Anyone who thinks that our great nation has overcome this blight, needs to think again.

In 2009, population demographics showed that women outnumbered men 158.6 million to 151.4 million.  And there is no reason that the tilt to a distinct majority women is not growing.

One danger in citing national statistics is that you, I and our neighbors might think that here in "good ol' Stark County" there is very little if any gender employment discrimination going on.

Already, the SCPR believes that this blog's series is showing that the fact of the matter is that there are pockets of real and substantial differences in how men are paid depending on what department of Stark County government one is looking at.

Of course, the only place that information is readily available to assess is in government.  There is no right to obtain data from the "private sector" as to what the pay scales are between males/females as there is in the public sector. Accordingly, we have no choice but to rely on national statistical studies to get a feel for what is going on locally among privately owned entities.  And there is no reason to believe that the Stark County private sector varies significantly from the national scene.

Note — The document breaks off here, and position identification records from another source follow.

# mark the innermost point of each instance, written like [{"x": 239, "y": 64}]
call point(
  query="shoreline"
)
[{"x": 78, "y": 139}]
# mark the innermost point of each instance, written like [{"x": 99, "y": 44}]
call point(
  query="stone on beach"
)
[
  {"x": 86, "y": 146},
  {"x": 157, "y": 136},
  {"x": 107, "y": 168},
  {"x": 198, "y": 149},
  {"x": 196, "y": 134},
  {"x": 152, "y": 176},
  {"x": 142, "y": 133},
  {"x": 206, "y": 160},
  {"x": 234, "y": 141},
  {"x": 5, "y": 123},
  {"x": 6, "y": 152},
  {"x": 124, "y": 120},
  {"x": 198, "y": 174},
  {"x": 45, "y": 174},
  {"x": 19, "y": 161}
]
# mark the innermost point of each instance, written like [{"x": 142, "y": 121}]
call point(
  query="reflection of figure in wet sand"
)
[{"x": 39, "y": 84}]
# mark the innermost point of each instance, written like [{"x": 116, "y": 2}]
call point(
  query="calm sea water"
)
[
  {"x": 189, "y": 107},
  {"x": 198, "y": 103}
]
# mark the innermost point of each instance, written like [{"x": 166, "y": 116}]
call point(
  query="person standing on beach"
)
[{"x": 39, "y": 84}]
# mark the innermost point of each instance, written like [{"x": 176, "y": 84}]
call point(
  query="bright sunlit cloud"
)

As far as Stark County is concerned the blog of three (3) weeks ago (i.e. the Court of Common Pleas, Family Court and the Public Defender's departments of Stark County government) showed complete turnaround from Volumes 1, 2, 3 and 4 in terms of women getting equal treatment in terms of pay and position.

But the blog of three (3) weeks ago (9-1-1 EMA, the Stark County Board of Elections and the Veterans Service Commissioner) showed a reversion to a indication that women are not by and large seeming to get equal pay/opportunity in county employment.

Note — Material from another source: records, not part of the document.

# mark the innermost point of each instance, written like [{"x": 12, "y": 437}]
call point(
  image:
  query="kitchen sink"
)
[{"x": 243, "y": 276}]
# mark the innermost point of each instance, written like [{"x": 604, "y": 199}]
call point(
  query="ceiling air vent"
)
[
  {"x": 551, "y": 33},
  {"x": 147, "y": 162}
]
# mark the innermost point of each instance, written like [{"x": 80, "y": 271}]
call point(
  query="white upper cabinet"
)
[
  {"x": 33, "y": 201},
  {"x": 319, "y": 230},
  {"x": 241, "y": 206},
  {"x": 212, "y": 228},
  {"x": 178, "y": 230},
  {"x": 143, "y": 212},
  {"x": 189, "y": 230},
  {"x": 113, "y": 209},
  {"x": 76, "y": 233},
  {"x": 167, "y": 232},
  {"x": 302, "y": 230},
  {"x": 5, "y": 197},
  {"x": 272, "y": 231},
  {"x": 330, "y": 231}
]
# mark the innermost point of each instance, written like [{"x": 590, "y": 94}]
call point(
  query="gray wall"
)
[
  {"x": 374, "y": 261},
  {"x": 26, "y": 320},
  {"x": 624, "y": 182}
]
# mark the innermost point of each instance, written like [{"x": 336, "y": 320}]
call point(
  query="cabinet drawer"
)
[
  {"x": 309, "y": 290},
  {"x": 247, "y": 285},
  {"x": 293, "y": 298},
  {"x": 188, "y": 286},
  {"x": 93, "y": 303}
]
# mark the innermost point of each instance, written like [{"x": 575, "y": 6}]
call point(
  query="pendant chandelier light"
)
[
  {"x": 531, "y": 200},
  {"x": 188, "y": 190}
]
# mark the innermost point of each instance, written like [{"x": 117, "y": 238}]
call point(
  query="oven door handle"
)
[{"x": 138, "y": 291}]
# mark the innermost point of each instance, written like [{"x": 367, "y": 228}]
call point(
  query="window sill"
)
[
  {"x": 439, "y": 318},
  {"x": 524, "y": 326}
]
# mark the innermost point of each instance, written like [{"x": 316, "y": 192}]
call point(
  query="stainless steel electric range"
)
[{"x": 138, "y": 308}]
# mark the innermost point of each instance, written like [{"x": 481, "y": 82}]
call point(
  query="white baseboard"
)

That trend appeared to continue as reported two weeks by the SCPR in this series of blogs with regard to the Dog & Kennel, Facilities and Health departments of county government.

Last's week report on Stark County Regional Planning, the Stark Parks and the Stark County Sanitary Engineering Department did nothing to dispel the notion that work needs to be done to achieve a better measure of gender equity in Stark County government.

Today, however, the SCPR's analysis of Stark County Developmental Disabilities (SCDD) does change the overall picture somewhat in that The Report thinks the numbers show that women not only get more than their fair share of jobs but the equity in pay seems to be on a parity if not advantage women.

The only fault that the SCPR can find with SCDD is the male-dominance of the governing board.

Apparently, Mr. Bucka was replaced on the board inasmuch as the SCDD Website in its current listing does not have him including but rather shows a Todd Franks as being a board member.

The board members are appointed by a combination of the Stark County commissioners and Judge Dixie Parks of the Stark County Probate Court.

This combo needs to pay closer attention to having a better balance of female/male on the governing board.

While the gender equity factor is a thumbs up, perhaps, the fiscal operation is not.

A county officials has pointed out that SCDD has about a $30 million reserve.

This is an agency of government (which gets about 56% of its annual revenue) directly from Stark County taxpayers which has about $52 million in revenue (from all sources) and spends about $51 million and faces a $5.6 million in State of Ohio support (2011 - 2016) and lost about $1 million on Stark County real property evaluations in recent years.

Development Disabilities is labor intensive.

Six hundred plus employees to serve 2,000 children which is about a 3 to 1 ration.

However, according to its literature is moving to a model where is provides less direct service to being more of a referral/coordinating service to connect the developmentally disabled to existing services.

In the SCPR's ongoing gender equity series, the SCDD stands out so far as a prime example what can be done to achieve gender equity fairness.

One might say that SCDD is "more than fair" toward women given the predominance of women over men employees.

However, an answer to such an observation is likely that women are more into the "caring professions" than men are.

As men are more likely to predominate in "engineer/technical fields" of endeavor; women gravitate to agencies of government that are nurturing and caregiving.